After graduating from college, Jay landed an internship as a production intern on NBC’s “The Tonight Show,” hosted by Conan O’Brien, during its single season. Working on a late-night show taught him “how to be a ruthless editor of my own material.” “Conan prepared three or four pages of jokes for his opening monologue, and the interns were asked to come down and watch Conan rehearse so they could get live reactions,” Jay says. “He read the joke and immediately said, ‘No, no, no, no, yes, no.’ He was not materially precious.”
Around the same time, Jay continued to perform and repeatedly auditioned for Just for Laughs. He had a revelation where he was bored with his set and asked himself, “Can I buy a ticket to my show?” He had always been singing and playing the guitar, so a friend suggested he incorporate that into his live activities. He spent the summer writing songs and refining his sets, gigging at night while working various day jobs.
After “The Tonight Show,” Morgan worked as a bicycle tour guide, performing his own show for tourists cycling around Central Park. Then he got a job selling iPhones. “Ninety percent of the work in the Apple Store is resetting passwords,” he says. However, this gig gave him training in digital editing and production software that later came in handy.
When Morgan was 20, he made a deal that if he didn’t make money within 10 years, he would stop doing comedy. “Just after 10 years, I quit my job at the Apple Store, got into 40 colleges the next year, and booked some commercials. From that point on, every year just got a little better.”
The pandemic was a turning point in Jay’s career. He concocted his signature recipe for auto-tuned crowd work while trying to liven up corporate Zoom gigs.
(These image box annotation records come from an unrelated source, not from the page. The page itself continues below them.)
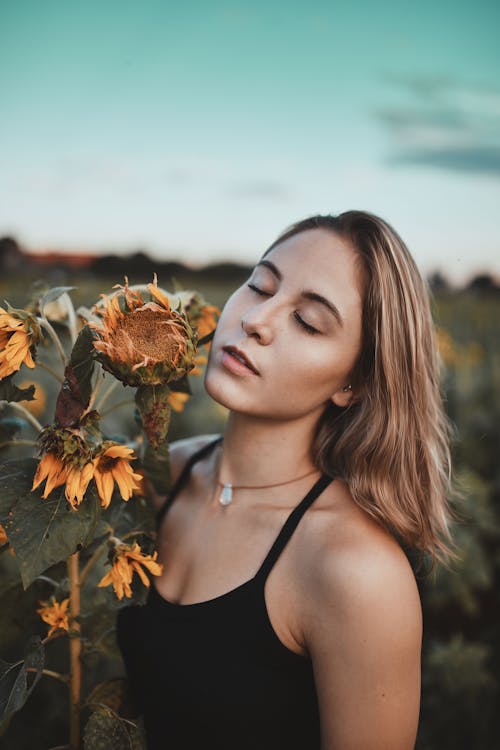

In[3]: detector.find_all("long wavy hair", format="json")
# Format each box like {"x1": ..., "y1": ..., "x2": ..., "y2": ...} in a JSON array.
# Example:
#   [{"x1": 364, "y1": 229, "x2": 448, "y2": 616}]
[{"x1": 265, "y1": 211, "x2": 454, "y2": 563}]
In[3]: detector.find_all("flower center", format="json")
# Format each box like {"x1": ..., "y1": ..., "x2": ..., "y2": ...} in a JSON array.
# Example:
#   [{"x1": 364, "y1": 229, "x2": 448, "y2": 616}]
[{"x1": 113, "y1": 310, "x2": 179, "y2": 361}]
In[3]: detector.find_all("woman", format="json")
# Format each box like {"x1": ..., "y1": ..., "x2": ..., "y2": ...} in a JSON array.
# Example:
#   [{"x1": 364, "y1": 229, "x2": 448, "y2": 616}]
[{"x1": 118, "y1": 211, "x2": 449, "y2": 750}]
Pitch correction became a mainstay of his live shows, giving the audience confidence and freedom and providing a sonic barrier for singing and speaking. As the comedian says, “Everyone in the audience can be Travis Scott.”
Jay currently tours the world from Dubai to Spain to Australia. In Brazil, he once performed half of his set in Portuguese. He noticed that Morgan Jay’s ducks appeared in certain locations. “People send me videos,” he says. “There’s a guy in India who’s doing the same thing as me. There’s a guy in Germany and Korea. It’s an honor.” He’s especially grateful that his viral success was coupled with a decade of open mic efforts. “When I started going viral on TikTok, thankfully I had 10 years of experience and a backlog of material,” he says. “Some people blow up on TikTok without having 20 minutes of material.”
Looking to the future, Jay has his sights set on the arena and hopes to do more acting. He recently appeared in a Live Nation Productions film and will also appear in the Chloë Grace Moretz and Anthony Ramos romantic comedy Love Language. Additionally, he is developing an original TV series with A24 that will have musical elements.
“People only see me as a comedian on TikTok,” he says. “I have a lot of sides of myself that I want to show.”